Le temps passait très vite en compagnie d’un aussi galant homme. Nous étions très tempérants quant à l’amour. Il était toujours prêt à de nouveaux jeux, mais je craignais pour sa santé. Je l’aimais trop pour ne pas vouloir lui épargner une humiliation.

Nous allâmes à Rome et sir Ethelred tint parole le troisième jour. Il dut payer une immense somme pour pouvoir contenter ma curiosité.

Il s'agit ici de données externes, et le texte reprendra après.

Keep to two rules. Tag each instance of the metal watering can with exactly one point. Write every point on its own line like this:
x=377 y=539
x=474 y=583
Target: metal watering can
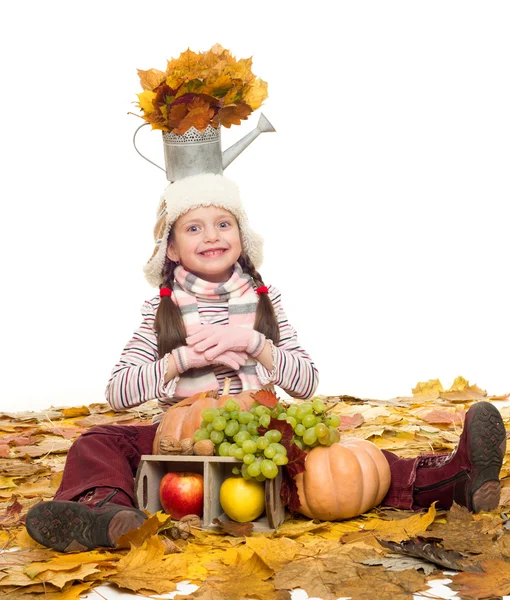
x=196 y=152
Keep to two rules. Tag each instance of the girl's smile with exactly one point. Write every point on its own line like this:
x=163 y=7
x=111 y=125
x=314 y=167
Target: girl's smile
x=206 y=241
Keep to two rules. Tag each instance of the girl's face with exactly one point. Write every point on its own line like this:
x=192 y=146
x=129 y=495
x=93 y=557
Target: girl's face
x=206 y=241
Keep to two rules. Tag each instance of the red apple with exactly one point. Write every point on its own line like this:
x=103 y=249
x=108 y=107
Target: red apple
x=182 y=494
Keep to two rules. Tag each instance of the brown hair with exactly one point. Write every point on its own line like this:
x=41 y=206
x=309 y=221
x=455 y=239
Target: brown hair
x=169 y=324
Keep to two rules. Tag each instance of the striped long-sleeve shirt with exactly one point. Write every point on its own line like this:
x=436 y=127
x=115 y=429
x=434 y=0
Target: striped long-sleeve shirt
x=139 y=375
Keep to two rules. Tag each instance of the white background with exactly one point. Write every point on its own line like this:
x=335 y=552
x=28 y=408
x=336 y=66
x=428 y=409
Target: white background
x=382 y=197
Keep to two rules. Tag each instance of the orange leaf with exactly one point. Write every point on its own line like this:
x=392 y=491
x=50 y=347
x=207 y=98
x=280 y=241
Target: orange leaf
x=443 y=416
x=199 y=116
x=233 y=114
x=151 y=79
x=351 y=422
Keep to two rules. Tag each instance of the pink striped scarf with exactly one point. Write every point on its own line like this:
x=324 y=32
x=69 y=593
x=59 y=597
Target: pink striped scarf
x=242 y=305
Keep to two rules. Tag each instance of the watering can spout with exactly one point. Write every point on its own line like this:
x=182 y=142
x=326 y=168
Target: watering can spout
x=230 y=154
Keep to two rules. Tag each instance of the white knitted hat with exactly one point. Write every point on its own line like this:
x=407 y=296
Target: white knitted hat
x=191 y=192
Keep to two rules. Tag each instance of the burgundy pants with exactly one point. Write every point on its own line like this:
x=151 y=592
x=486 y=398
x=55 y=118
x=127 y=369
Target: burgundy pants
x=108 y=456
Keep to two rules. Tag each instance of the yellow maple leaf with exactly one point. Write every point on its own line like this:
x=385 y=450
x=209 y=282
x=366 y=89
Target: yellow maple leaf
x=7 y=482
x=431 y=388
x=256 y=93
x=68 y=562
x=274 y=553
x=147 y=568
x=151 y=79
x=146 y=530
x=145 y=101
x=73 y=593
x=60 y=578
x=232 y=582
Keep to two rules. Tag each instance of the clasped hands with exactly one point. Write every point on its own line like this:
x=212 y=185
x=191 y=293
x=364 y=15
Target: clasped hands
x=228 y=345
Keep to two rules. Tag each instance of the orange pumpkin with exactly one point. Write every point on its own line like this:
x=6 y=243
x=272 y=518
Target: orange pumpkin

La veille au soir, il y avait eu deux exécutions au garrot. Un brigand des Abruzzes et sa femme, une ravissante personne, furent étranglés place Nacona. Sir Ethelred avait loué une fenêtre proche de la potence. À travers ma lorgnette, je pouvais suivre tous les mouvements musculaires du visage de ces deux malheureux ; je soutirais cruellement. Je ne pouvais oublier ces deux visages d’épouvante. Sir Ethelred lisait dans mes pensées, il me dit :

— Vous les reverrez encore.

Je restai quinze jours à Rome. La fin de mon séjour fut troublée par la mort subite de mon ami. Il mourut de la malaria, cette terrible épidémie qui a déjà fait tant de victimes. Je ne l’abandonnai point jusqu’à son dernier souffle ; je lui fermai les yeux. Dans son testament, il me léguait toute sa fortune, ses pierreries et ses antiques qu’il avait collectionnés dans ses voyages.

Cette mort inattendue me dégoûta de l’Italie et je fus heureuse de signer un engagement avec un imprésario qui m’emmenait à Paris, à l’Opéra-Italien.